Data Insights Platform Hierarchical Data Retrieval Optimization
Status | Authors | Coach | DRIs | Owning Stage | Created |
---|---|---|---|---|---|
accepted |
ahegyi
|
ankitbhatnagar
|
dennis
|
group platform insights | 2025-02-27 |
Summary
With the Data Insights Platform (DIP), we can optimize existing GitLab features and improve scalability by leveraging alternative database systems for data querying. The platform will also provide real-time analytical capabilities through ClickHouse, which is well-suited for processing large volumes of data.
Proposal
Leverage the Data Insights Platform, utilizing Siphon for efficient data synchronization with ClickHouse. The ingested data in ClickHouse will be enhanced through the use of materialized views, specifically designed to support hierarchical queries over large datasets.
Problem statement
Querying data in the group hierarchy involves the following steps when the PostgreSQL database is used:
- Locate the group and its subgroups (unbounded, there is no application limit on the number of allowed subgroups).

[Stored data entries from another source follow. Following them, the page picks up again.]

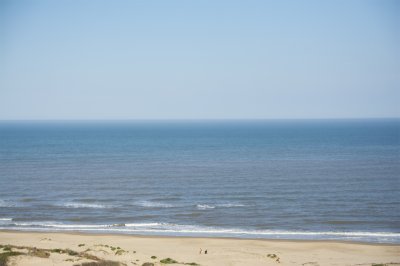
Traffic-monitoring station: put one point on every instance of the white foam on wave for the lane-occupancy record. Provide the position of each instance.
(143, 224)
(171, 229)
(153, 204)
(205, 206)
(84, 205)
(7, 203)
(222, 205)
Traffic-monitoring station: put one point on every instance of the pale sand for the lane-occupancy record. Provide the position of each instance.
(221, 251)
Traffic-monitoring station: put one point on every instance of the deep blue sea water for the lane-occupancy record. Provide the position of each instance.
(290, 179)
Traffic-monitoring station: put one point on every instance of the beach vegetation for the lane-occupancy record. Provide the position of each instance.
(99, 263)
(168, 261)
(6, 248)
(71, 252)
(120, 252)
(5, 255)
(57, 250)
(39, 253)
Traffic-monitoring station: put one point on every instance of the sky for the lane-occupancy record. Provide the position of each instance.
(199, 59)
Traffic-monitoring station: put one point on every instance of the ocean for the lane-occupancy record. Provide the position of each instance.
(274, 179)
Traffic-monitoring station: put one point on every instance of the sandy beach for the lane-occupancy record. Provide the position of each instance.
(43, 248)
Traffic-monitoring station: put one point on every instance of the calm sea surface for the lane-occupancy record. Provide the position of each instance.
(305, 179)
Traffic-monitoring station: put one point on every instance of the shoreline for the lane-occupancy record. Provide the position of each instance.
(139, 249)
(200, 237)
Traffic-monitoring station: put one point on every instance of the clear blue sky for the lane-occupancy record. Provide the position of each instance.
(199, 59)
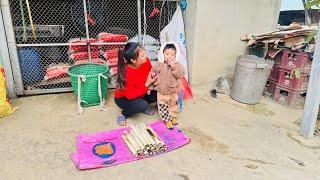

- For each item, look up the associated resource (for example issues).
- Apply additional filters and joins.
- Count or sort the records.
- Present the results to the user.
A simplified database query:
SELECT
issues.*
FROM issues
WHERE
-- this subquery may contain several thousands of projects
project_id IN (SELECT id from projects WHERE ...)
ORDER BY created_at, id
LIMIT 21
An example database query from the codebase:
SELECT
"issues".*
FROM
"issues"
INNER JOIN "projects" ON "projects"."id" = "issues"."project_id"
LEFT JOIN project_features ON projects.id = project_features.project_id
WHERE (NOT EXISTS (
SELECT
1
FROM
"banned_users"
WHERE (issues.author_id = banned_users.user_id)))
AND "projects"."namespace_id" IN (SELECT namespaces.id FROM (
SELECT
namespaces.traversal_ids[array_length(namespaces.traversal_ids, 1)] AS id FROM "namespaces"
WHERE
"namespaces"."type" = 'Group'
AND (traversal_ids @> ('{9970}'))) namespaces)
AND (EXISTS (
SELECT
1
FROM
"project_authorizations"
WHERE
"project_authorizations"."user_id" = 4156052
AND (project_authorizations.project_id = projects.id)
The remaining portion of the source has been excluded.